Howdy all.  Andrew asked me to take a little time and verify the release so
we could get another PMC +1, so I tried to dust off my Mahout skills and
help out... but frankly, the "getting started" from a binary distribution
docs are pretty hard for _me_ to follow.

I start on the main page and navigate to:
https://mahout.apache.org/general/downloads to read what to do with the
14.1 tarball y'all linked above.

Ok, so I'm supposed to set env vars for MAHOUT_HOME and MAHOUT_LOCAL if I'm
running on my laptop, sounds good:

bash-3.2$ mkdir -p mahout/mahout-14.1 && mv
Downloads/apache-mahout-distribution-14.1.tar.bz2 mahout/mahout-14.1 && cd
mahout/mahout-14.1 && bunzip2 *.bz2 && tar xvf *.tar


Not sure what where to go from here, as the Downloads page tells me
nothing about how to drop into the mahout shell.  So I follow the next top
link to Overview, and read

"You’ve probably already noticed Mahout has a lot of things going on at
different levels, and it can be hard to know where to start."
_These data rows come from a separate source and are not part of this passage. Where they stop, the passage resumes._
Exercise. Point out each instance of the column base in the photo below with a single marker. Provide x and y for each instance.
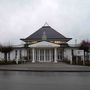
(55, 61)
(33, 61)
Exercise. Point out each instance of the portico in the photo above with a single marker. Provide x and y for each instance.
(44, 52)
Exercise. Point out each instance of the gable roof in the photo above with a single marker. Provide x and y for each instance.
(50, 34)
(44, 44)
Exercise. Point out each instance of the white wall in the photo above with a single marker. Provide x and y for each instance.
(68, 53)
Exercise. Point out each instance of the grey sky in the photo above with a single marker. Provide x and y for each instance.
(20, 18)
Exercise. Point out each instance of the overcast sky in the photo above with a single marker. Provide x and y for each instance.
(20, 18)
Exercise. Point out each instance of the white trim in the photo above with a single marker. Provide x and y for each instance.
(44, 44)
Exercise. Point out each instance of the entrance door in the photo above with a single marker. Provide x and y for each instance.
(41, 55)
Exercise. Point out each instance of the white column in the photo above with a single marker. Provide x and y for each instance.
(50, 58)
(33, 54)
(55, 55)
(39, 54)
(44, 55)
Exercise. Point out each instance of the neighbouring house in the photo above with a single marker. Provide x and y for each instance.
(46, 45)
Indeed, not sure where to start, hopefully this page will tell me!  Hmm.
The page talks a bit about abstractions, generic application code,
something about the DSL, some DAG stuff and optimizations, engine bindings
and... native solvers?   I thought I was getting started?

Ok, maybe this page is named weird.  How about the Tutorial, that sounds
promising!  So many tutorials to choose from: "Recommenders: CCO with
Last.fm", ok I vaguely imagine "CCO" is probably some kind of co-occurrence
thing, and Last.fm was a music site from before when some members of my
current team were born.  Let's start with something more straightforward,
oooh "Text Classification(shell)", that's better, onward to
https://mahout.apache.org/docs/latest/tutorials/samsara/classify-a-doc-from-the-shell.html
(interestingly, the <title> tag on this page is called "Perceptron and
Winnow", ok... I'll just let that slide on by, but )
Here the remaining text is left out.